それは、学生の起業を支援し、学生の立ち上げたベンチャーを育成するインキュベーションセンターで、素晴らしい空間であることはさすがですが、そのような存在自身は世界中どこにでもあるものです。

では、どこが面白いのかと言えば、1つは、学長のイニシアティブによるもので、全ての学部長がボードのメンバーになっているということです。いくら学長の強いリーダーシップがあったとしても、学内のコンセンサスを得ることは容易ではなかったはずです。相当の議論がなされ、全学のコンセンサスが得られたというのは凄いことです。

面白いと思ったもう一つの点は、プライド高きハーバード大学が、相当の周回遅れでアントレプレナーシップ教育を始めたということです。説明をして頂いた方に、i.school の話をしたところ、i.schoolは始めてどのくらい経っているのか聞かれ、6年と答えたところ、「それはすごい。うちはまだ2年です。」とのことで、意外な反応に驚かされました。アントレプレナーシップ教育の新たな意義を明確にしたのではないかと想像します。一度じっくりと経緯をうかがいたいと思います。

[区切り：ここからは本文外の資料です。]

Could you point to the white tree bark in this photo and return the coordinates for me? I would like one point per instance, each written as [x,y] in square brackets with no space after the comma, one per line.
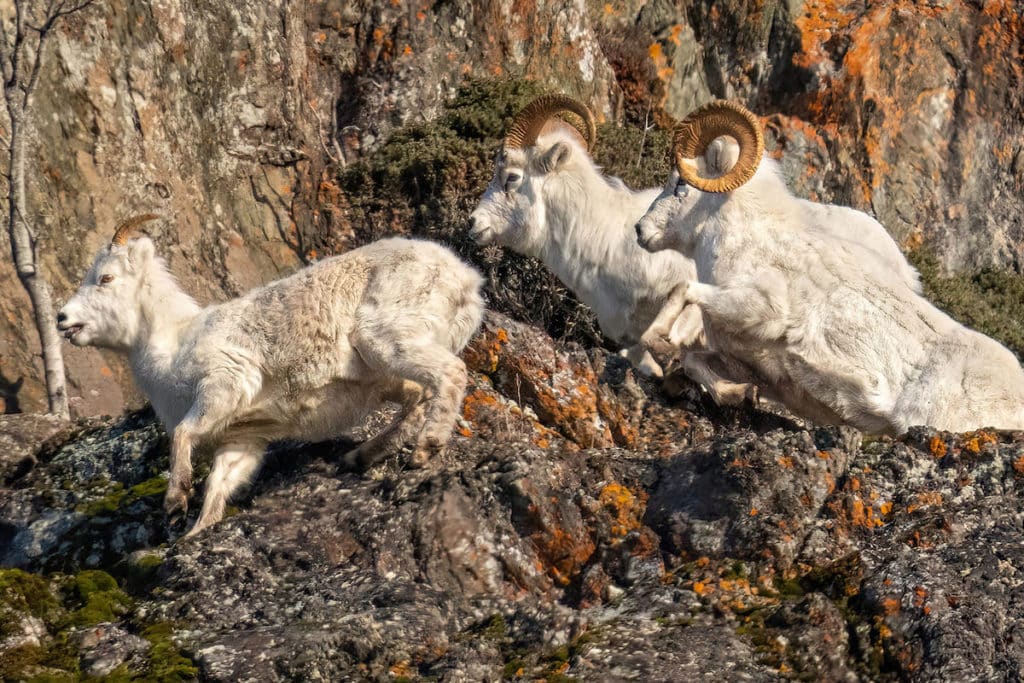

単位も学位も出さず、全ての学部の学生が参加できる点は、i.school と共通しています。グループにハーバード生が入っていれば、他大学の学生も自由に出入りできるという寛大さには驚きました。

大学の一回目のパラダイムシフトは1800年頃ベルリン大学で起こりました。フンボルト・モデルと呼ばれるものですが、教育に研究を結びつけたところ、学生が目を輝かせて勉強するようになったというのがその本質です。アメリカからの留学生がアメリカに帰り、世界初の研究大学院大学ジョン・ホプキンス大学を創り、現在の大学のパラダイムが出来上がりました。

現在、大学にはパラダイムシフトが起こりつつある、というのが私の認識です。200年に1度程度の大きなパラダイムシフトです。研究のための研究に魅力を感じない学生が増えていると感じています。そのような学生は、社会の課題を解決するとか、自分の価値感に合った製品を生み出すなど、価値を創造することに魅力を感じているのではないでしょうか。

教育、研究に価値創造を組み合わせるのが新しい大学のパラダイムではないかと思います。価値創造のために目を輝かせて勉強する学生の存在が、第二のパラダイムシフトの原動力です。人材要素の3要素、スキルセット、マインドセット、モチベーションのなかで、マインドセット、モチベーションを育成するのが、価値創造活動の特徴です。

Harvard Innovation lab もi.schoolも、そうした大学のパラダイムシフトの兆しではないでしょうか。